Produksi gas alam pada tahun 2001 mencapai 2,8 trilyun kaki kubik. Pemerintah Indonesia memperkirakan cadangan yang ada sekitar 170,3 tcf dengan 94,7 tcf yang sudah dapat dipastikan. Ekspor LNG mencapai sekitar 55% dari produksi total, dengan ekspor senilai US $ 5,3 milyar pada tahun 2001. Ekspor tersebut ditujukan ke Jepang, Taiwan dan Korea Selatan. Pada tahun 2001 Indonesia mulai mengirim gas lewat pipa ke Singapura dan akhir tahun lalu juga mengirim lewat pipa ke Malaysia.

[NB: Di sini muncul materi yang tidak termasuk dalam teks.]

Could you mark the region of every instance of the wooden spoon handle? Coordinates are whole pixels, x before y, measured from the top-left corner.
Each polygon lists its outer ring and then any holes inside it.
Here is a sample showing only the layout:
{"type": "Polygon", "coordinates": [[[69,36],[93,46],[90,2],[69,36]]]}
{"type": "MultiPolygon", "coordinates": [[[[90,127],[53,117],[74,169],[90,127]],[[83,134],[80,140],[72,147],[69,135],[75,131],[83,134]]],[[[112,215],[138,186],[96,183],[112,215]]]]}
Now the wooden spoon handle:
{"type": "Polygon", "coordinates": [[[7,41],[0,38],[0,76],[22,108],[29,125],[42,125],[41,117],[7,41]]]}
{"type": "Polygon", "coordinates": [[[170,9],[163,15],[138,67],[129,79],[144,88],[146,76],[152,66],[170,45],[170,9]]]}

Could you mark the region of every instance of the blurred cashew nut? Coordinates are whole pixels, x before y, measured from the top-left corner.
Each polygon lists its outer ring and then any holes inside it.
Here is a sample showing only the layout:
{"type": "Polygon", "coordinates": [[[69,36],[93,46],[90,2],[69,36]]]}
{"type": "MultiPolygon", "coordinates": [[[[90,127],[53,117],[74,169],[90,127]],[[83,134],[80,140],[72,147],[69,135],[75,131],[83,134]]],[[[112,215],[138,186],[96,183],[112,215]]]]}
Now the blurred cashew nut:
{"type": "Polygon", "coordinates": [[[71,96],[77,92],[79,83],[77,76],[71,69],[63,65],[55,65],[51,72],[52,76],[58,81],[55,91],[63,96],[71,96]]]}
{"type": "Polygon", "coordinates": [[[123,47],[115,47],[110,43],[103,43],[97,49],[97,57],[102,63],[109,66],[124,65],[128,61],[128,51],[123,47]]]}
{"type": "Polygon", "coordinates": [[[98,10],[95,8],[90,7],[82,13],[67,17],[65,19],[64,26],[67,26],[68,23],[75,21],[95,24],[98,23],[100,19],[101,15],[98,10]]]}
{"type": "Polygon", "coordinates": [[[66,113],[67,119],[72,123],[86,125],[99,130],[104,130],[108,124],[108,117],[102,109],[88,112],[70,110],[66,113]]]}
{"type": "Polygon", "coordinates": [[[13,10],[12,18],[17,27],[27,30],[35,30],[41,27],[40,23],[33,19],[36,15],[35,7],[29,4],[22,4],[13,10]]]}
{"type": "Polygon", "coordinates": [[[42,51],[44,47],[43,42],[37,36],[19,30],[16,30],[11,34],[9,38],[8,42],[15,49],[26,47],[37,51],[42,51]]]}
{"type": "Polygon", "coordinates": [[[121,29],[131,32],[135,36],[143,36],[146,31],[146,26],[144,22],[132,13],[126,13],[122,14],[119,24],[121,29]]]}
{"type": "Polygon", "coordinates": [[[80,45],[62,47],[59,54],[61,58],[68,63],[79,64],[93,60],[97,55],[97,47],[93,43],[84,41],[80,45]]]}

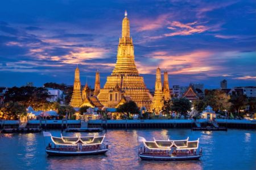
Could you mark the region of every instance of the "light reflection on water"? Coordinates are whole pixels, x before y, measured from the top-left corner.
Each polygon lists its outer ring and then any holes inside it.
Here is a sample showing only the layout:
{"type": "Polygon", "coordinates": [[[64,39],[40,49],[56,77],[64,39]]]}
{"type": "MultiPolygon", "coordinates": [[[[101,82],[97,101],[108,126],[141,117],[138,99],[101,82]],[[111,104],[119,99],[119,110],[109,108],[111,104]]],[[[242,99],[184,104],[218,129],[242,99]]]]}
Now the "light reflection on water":
{"type": "MultiPolygon", "coordinates": [[[[60,136],[59,131],[51,131],[60,136]]],[[[97,133],[102,135],[104,132],[97,133]]],[[[42,133],[5,134],[0,138],[1,169],[255,169],[255,131],[191,131],[188,129],[108,130],[106,155],[47,156],[42,133]],[[143,161],[138,156],[138,135],[152,140],[189,140],[200,138],[203,155],[200,160],[143,161]]],[[[64,136],[92,136],[94,133],[65,133],[64,136]]]]}

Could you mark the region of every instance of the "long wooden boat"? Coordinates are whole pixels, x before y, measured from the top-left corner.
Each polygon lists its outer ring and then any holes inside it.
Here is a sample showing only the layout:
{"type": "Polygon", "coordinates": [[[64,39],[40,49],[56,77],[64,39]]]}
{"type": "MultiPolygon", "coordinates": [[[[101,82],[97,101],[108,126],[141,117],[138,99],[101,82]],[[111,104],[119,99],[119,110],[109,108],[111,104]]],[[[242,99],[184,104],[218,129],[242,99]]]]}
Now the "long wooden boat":
{"type": "Polygon", "coordinates": [[[139,142],[143,143],[143,148],[139,150],[139,156],[142,160],[187,160],[199,159],[202,148],[198,150],[199,138],[197,140],[167,140],[147,141],[139,136],[139,142]]]}
{"type": "Polygon", "coordinates": [[[105,135],[101,136],[76,136],[61,138],[52,136],[48,132],[43,132],[44,137],[50,137],[51,142],[46,151],[49,155],[77,156],[104,154],[108,145],[103,143],[105,135]]]}

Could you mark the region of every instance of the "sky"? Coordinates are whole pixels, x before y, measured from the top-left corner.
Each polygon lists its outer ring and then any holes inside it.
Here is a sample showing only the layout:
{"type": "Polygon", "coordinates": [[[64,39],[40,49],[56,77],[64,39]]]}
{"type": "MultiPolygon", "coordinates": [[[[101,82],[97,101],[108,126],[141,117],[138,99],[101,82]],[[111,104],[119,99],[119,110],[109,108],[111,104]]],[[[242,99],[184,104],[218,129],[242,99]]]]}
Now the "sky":
{"type": "Polygon", "coordinates": [[[147,87],[159,66],[170,86],[205,88],[256,85],[254,0],[0,2],[0,86],[72,85],[78,64],[82,85],[101,86],[116,62],[125,10],[135,60],[147,87]]]}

Secara keseluruhan, produksi gas di Indonesia diharapkan terus meningkat, sementara pada saat yang sama produksi minyaknya terus menurun dan kemudian Indonesia akan sepenuhnya menjadi importir minyak. Dengan merosotnya cadangan minyak dalam dekade yang akan datang, para pembuat kebijakan juga mencari jalan keluar dengan menjadikan ekspor gas alam untuk mengimbangi pengurangan pendapatan minyak. Tahun lalu sumbangan minyak dan gas atas pendapatan nasional mencapai sekitar 29%.

(Sumber: Petroleum Report 2001, di www.usembassyjakarta.orgJakarta Post 3/Februari/03).